It’s not often that we sit down with a little-known band outside our home city of Brighton. However, with a self-released debut album out later this year, recorded at none other than Abbey Road Studio Two itself, it’s clear that Al Ross & the Planets are not just any other band.
Starting off as a popular blues covers band in the Nineties, the sextet returned at the end of last year with a string of live dates, resurrecting the sound that had thrust them into London’s lively Britpop-era party scene twenty-something years ago.
With the imminent release of their debut LP The Planets 1, which showcases over thirty years of musicianship over 11 original tracks, we thought it high time we chat with the band that refuse to believe it’s ever ‘too late’ to follow your dreams…
BN1: So first off – your debut album The Planets 1 is being released later this year. What made you decide to record your album at Abbey Road after so many years of working together?
Alan Ramirez (vocals/bass): When we started, we were primarily a live rhythm and blues band, but Alex (Mungo, keys/vocals) and I had written some songs together over the years and it always bothered me that they had not seen the light of day. I had encouraged Paul (Miller, vocals) to develop his songwriting skills and he had some tracks he wanted to write, so we decided to reform the Planets, start gigging again and go to the very best place to record our album: Abbey Road’s Studio 2.
BN1: You recorded a couple of tracks completely live, but then you have complex production numbers involving gospel choirs, brass instruments and big production. How did you manage to achieve that in only four days of recording?
AR: Alex (Mungo) is a great producer and very talented musician – having him there helped enormously. Alex and I go way back and are on the same wavelength musically, so that all helped to achieve the sounds we wanted under strict time constraints. It felt very satisfying to work so efficiently.
BN1: One thing that struck us is the diversity of the album – there are four vocalists with each their own individual style. When you were around before, you were the solo vocalist – what changed?
AR: As the band developed, I wanted to give a bit more variety to the band – the multi-vocalist model worked very well for The Beatles. And I think that really works with the Planets too, as it shows off each character and our different vocal styles, while keeping to the same musical framework. I see it as a major strength.
BN1: How was it recording at Abbey Road?

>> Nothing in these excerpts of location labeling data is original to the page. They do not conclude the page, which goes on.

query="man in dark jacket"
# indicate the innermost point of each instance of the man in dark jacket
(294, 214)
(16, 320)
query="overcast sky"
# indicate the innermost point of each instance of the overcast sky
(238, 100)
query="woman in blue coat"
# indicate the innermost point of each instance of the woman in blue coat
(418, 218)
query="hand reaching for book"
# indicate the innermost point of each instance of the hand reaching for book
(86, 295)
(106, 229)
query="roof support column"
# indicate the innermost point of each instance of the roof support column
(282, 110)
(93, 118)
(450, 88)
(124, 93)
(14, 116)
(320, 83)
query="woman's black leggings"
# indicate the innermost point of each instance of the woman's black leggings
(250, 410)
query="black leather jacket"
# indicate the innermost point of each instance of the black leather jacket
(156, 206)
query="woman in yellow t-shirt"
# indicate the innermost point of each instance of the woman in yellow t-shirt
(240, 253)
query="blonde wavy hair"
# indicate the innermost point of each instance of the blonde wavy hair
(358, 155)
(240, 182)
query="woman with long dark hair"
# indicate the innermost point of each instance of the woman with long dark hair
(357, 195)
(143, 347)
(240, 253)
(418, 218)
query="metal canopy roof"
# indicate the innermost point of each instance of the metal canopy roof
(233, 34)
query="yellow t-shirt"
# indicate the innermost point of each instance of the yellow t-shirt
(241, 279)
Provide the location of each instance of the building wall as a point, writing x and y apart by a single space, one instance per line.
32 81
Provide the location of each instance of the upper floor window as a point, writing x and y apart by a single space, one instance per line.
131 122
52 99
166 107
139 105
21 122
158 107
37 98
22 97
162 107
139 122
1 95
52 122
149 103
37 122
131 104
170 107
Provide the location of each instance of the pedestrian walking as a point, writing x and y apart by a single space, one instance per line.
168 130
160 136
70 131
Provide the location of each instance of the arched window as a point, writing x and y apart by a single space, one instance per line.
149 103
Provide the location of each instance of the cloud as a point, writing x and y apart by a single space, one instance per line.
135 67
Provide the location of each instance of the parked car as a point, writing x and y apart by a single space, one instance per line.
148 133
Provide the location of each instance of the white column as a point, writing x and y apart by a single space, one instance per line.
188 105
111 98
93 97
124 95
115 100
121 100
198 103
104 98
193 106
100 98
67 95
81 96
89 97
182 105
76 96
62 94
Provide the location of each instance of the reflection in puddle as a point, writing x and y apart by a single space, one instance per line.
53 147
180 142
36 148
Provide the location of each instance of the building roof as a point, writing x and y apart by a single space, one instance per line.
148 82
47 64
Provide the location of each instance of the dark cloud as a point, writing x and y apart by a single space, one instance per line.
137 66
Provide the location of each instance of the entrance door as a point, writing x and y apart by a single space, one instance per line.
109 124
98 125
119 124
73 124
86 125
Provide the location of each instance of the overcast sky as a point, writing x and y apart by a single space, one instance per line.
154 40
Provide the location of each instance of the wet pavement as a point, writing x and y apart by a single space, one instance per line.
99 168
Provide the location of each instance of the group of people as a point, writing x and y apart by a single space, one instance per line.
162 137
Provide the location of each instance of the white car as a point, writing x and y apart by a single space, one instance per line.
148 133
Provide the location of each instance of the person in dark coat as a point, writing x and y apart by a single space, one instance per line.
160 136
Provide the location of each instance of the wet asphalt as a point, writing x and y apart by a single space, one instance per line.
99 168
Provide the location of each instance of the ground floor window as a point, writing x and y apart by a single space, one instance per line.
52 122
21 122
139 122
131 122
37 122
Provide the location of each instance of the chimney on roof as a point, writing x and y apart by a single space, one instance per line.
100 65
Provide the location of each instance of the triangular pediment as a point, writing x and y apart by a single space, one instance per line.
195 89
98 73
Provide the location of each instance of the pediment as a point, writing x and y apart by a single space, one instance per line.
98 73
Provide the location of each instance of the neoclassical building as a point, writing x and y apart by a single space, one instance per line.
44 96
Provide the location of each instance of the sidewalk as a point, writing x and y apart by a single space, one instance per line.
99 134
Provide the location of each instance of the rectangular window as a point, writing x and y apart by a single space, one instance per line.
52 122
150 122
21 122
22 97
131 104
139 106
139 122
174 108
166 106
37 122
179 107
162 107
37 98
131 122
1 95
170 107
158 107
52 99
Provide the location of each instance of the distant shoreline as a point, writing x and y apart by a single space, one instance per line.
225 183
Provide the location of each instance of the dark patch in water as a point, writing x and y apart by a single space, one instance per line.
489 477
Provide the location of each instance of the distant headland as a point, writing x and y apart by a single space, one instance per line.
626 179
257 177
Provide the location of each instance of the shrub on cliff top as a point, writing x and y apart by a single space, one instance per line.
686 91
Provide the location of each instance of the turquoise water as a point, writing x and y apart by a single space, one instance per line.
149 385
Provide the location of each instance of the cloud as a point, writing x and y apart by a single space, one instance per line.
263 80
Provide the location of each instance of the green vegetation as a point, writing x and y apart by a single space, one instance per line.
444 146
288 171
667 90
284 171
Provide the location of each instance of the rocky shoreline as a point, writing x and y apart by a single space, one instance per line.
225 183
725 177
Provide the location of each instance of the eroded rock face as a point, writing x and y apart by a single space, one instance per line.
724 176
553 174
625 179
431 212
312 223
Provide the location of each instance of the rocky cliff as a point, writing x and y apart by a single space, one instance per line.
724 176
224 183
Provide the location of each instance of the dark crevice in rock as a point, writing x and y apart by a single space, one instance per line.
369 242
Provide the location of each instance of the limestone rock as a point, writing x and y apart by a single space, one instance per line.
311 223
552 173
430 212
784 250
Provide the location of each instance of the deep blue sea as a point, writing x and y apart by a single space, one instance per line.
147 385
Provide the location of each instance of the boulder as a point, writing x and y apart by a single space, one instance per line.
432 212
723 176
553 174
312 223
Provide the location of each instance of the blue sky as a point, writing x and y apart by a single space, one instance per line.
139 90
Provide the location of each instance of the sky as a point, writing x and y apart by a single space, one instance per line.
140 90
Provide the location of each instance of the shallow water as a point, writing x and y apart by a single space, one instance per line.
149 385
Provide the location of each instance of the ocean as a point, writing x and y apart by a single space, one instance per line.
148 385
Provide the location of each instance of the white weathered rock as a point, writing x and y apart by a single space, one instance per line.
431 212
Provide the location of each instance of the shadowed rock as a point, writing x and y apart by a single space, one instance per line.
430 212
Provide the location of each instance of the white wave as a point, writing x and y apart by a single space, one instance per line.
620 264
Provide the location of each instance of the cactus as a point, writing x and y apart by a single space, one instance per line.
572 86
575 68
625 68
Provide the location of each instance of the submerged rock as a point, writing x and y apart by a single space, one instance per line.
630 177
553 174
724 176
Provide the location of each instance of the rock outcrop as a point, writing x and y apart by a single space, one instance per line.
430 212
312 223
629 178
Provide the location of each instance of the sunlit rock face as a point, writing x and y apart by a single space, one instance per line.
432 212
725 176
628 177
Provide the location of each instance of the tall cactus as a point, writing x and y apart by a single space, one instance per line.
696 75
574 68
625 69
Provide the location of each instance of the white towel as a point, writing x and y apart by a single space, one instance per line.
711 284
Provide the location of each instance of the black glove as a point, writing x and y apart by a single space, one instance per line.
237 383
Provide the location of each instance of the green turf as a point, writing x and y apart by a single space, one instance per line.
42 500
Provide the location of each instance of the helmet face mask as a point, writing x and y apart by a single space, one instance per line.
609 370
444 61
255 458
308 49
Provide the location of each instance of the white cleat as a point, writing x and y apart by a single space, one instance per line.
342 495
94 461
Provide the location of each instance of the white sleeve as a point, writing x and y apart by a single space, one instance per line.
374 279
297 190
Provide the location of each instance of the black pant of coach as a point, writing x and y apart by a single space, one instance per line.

Not many artists tend to record their debut there…
AR: I remember on the first session being completely overwhelmed by recording in the same space where John Lennon and Paul McCartney pretty much changed the world. By the second session though, it felt a bit more like coming home. Recording with the pianos and the Hammond organ that The Beatles used was magical. There is a really special atmosphere when you go into Studio 2 – it certainly made us step up to the mark.
BN1: The album is quite varied, isn’t it? It seems to pay homage to the golden era of music, with nods to Sixties’ motown, rock ’n’ roll and a couple of real balladic numbers. What are your favourites?
AR: I like all of them but My Love For You is very special because it captured a great moment in the studio. But all eleven are great songs we’re proud of, and there is real variety between them, which keeps it interesting. I can still remember listening to the great albums of the 60s and 70s as a listening experience, and I wanted this album to be well thought-out and overall a great listening experience. Hopefully it manages to flow in the right direction from start to finish and people will enjoy it.
BN1: If your debut single My Love For You and follow-up track The River are of any indication for the upcoming album, we’ve every confidence that it will be enjoyed.
The Planets 1, the debut album from the brilliant Al Ross & the Planets (APG Records), is due for release in May later this year.